Kisah tersebut dapat kita jadikan acuan untuk mengetest keaslian emas. Dengan massa jenis yang cukup tinggi (19,32gr/cm3), hanya sedikit logam yang dapat menandingi massa jenis emas. Selain itu, untuk mendapatkan logam-logam bermassa jenis lebih tinggi tersebut juga tidak mudah selain lebih mahal dari emas, misalnya platinum, rodium, dll. Jadi dapat dikatakan bahwa pengukuran kadar menggunakan massa jenis termasuk metode pengukuran yang cukup trusted. Dengan cara yang mirip namun sedikit dimodifikasi, kita dapat mengukur seberapa besar kadar yang terkandung didalam suatu logam emas. Berikut ini adalah tata cara pengukurannya:
1. Siapkan timbangan emas dengan akurasi minimal 2 digit di belakang koma. (Timbangan ini dapat di beli di toko-toko timbangan dengan harga 300rb bahkan ada yang menjualnya lebih murah)
2. Timbang logam yang ingin di test. Hasil timbangan ini disebut berat kering (contoh kasus: 100gr)
3. Siapkan tabung/botol/gelas berisi air bersih, kemudian timbang wadah beserta airnya, catat beratnya dan biarkan tetap di timbangan. (contoh kasus: 200gr)
4. Ikat logam yang ingin ditest menggunakan benang/tali yang sangat ringan sehingga dpt diabaikan beratnya. (Note: Tali rafia yg dibelah sampai menjadi sangat kecil dg lebar 1-2mm lebih enak digunakan untuk mengikat logam daripada menggunakan benang)

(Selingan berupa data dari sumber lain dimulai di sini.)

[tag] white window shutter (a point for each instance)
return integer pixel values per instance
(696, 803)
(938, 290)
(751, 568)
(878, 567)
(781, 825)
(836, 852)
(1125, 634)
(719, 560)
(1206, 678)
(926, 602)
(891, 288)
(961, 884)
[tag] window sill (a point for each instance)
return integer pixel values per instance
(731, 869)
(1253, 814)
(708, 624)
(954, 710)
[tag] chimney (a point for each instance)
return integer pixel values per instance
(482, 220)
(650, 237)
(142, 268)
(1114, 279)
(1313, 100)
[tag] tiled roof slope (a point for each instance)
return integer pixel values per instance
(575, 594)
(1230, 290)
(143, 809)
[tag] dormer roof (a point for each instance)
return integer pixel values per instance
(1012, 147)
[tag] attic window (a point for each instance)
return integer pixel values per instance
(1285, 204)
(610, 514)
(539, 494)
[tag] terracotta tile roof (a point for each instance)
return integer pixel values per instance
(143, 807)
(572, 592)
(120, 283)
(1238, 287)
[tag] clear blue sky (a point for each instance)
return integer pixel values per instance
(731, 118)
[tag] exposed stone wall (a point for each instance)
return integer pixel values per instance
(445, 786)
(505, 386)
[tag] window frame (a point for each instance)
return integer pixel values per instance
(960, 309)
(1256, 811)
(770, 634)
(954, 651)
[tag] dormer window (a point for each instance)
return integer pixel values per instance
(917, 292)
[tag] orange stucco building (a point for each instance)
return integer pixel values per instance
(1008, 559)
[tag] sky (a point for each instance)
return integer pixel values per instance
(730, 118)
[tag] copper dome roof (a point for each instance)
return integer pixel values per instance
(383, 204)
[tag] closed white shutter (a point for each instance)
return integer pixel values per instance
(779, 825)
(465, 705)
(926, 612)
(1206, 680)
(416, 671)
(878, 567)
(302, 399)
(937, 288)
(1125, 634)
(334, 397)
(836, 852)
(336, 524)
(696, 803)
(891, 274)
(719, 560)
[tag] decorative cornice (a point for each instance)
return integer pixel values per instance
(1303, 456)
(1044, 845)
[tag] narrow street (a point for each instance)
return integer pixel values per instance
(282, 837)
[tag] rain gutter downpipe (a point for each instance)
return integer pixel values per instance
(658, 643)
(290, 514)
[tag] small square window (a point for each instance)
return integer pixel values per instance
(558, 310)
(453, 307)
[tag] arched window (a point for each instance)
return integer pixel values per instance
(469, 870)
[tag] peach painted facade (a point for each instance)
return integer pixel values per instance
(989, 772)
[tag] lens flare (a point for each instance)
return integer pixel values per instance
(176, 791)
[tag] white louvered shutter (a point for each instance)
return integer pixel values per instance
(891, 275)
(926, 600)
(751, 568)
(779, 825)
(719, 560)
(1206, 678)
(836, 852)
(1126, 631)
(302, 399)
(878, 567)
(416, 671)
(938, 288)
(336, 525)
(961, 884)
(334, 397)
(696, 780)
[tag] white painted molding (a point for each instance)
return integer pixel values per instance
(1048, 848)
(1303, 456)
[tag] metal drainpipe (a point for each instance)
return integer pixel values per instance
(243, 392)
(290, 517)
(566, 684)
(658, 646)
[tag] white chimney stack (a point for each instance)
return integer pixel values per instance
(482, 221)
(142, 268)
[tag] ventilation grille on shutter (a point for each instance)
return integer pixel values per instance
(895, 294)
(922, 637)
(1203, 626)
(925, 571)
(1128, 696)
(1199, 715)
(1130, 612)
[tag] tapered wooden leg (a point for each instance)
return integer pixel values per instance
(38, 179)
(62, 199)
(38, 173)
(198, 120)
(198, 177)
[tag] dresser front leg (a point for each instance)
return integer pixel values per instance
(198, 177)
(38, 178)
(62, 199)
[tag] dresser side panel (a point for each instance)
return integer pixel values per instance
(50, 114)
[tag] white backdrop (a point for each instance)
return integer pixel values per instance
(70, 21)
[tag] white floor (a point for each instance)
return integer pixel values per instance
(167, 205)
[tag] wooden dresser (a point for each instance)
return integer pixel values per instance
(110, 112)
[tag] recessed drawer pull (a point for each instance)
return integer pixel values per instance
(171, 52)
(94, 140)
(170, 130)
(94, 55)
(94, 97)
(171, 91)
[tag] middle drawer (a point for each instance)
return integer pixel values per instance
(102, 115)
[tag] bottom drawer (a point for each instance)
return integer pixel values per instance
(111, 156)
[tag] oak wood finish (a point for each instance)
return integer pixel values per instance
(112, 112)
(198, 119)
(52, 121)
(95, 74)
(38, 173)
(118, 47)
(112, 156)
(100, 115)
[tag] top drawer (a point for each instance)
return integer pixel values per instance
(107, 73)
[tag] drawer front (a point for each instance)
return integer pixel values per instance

5. Celupkan logam diikat tadi ke dalam wadah yang berisi air dalam timbangan hingga semua tenggelam namun tidak menyentuh dasarnya (bergelantungan di dalam air). Kemudian catat beratnya.(contoh kasus: 205,72gr)
6. Hitung selisih berat pada langkah 5 dengan berat pada langkah 3. Hasilnya disebut berat basah (contoh kasus: 205,72 - 200 = 5,72gr)

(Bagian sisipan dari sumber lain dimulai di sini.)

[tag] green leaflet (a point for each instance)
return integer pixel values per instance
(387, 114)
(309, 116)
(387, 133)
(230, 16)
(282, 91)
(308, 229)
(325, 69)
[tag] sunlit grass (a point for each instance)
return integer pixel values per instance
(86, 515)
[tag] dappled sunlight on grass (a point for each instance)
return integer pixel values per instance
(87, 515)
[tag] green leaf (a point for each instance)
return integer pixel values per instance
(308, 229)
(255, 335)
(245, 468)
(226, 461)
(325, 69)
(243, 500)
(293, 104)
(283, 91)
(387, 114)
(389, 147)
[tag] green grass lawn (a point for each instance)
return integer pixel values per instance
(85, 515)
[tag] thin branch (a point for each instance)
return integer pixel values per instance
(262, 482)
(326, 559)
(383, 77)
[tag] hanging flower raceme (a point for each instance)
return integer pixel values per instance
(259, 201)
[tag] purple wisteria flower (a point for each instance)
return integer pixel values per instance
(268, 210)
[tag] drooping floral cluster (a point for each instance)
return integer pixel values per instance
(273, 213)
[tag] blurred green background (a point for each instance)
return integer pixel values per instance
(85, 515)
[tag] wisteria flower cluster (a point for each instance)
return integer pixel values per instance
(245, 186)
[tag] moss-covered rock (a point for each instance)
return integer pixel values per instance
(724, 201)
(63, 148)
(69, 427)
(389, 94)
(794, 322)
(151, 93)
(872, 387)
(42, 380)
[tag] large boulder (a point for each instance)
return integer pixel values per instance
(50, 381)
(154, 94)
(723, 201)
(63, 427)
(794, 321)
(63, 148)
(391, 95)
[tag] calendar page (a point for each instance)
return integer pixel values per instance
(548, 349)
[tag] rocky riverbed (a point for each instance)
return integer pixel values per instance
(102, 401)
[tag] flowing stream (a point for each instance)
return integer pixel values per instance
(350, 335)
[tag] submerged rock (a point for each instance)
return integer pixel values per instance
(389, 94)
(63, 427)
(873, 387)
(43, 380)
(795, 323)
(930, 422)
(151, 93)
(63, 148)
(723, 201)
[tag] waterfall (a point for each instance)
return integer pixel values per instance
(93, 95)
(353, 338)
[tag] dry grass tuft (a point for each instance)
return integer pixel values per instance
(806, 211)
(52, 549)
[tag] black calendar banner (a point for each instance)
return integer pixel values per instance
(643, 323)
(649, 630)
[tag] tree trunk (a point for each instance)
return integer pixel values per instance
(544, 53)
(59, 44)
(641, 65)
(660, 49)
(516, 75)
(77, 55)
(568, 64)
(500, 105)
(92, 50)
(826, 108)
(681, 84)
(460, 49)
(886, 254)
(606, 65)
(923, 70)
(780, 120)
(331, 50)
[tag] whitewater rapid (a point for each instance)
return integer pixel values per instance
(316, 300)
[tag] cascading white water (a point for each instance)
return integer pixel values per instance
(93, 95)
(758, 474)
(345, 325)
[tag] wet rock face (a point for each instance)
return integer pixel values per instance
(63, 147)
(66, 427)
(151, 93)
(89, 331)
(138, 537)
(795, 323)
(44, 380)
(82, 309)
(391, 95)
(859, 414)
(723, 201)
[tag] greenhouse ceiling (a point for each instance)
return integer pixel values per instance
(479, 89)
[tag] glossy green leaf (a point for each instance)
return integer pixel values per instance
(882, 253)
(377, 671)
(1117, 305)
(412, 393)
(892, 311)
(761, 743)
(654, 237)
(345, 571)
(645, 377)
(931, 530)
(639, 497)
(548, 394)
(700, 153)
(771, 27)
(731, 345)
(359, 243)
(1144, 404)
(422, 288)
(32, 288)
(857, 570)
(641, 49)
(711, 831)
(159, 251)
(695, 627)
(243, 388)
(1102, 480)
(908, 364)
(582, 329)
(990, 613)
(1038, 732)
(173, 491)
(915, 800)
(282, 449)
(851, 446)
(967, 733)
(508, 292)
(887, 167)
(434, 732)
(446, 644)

7. Setelah itu kadar emas dapat dihitung dengan cara:
a. Pada logam berwarna kuning cerah rumusnya adalah: 52,5714-552*Berat_Basah/Berat_Kering
b. Pada logam berwarna kemerah-merahan rumusnya adalah: 49,75107*(1-(10*Berat_Basah/Berat_Kering)
c. Jika ragu, hitung dengan cara a dan b kemudian ambil rata-ratanya.
Contoh perhitungan dari kasus:
Diketahui:
Berat_Basah (BB) = Hasil perhitungan langkah 6 = 5.72
Berat_Kering (BK) = Hasil perhitungan langkah 2 = 100
A. Kadar cara I: 52.5714-552*BB/BK = 52.5714-552*5.72/100 = 52.5714-31.5744 = 20.997 karat
B. Kadar cara II: 49.75107*(1-((10*BB)/BK)) = 49.75107*(1-(10*5.72/100)) = 49.75107*(1-0.572) = 49.75107 * 0.428 = 21.2935 karat
C. Jika ragu-ragu, rata2kan hasil perhitungan A dan B = 20.997 + 21.2935 = 21.145 karat
Berdasarkan perhitungan tersebut diatas dapat disimpulkan bahwa emas yang timbang memiliki kadar 21 karat.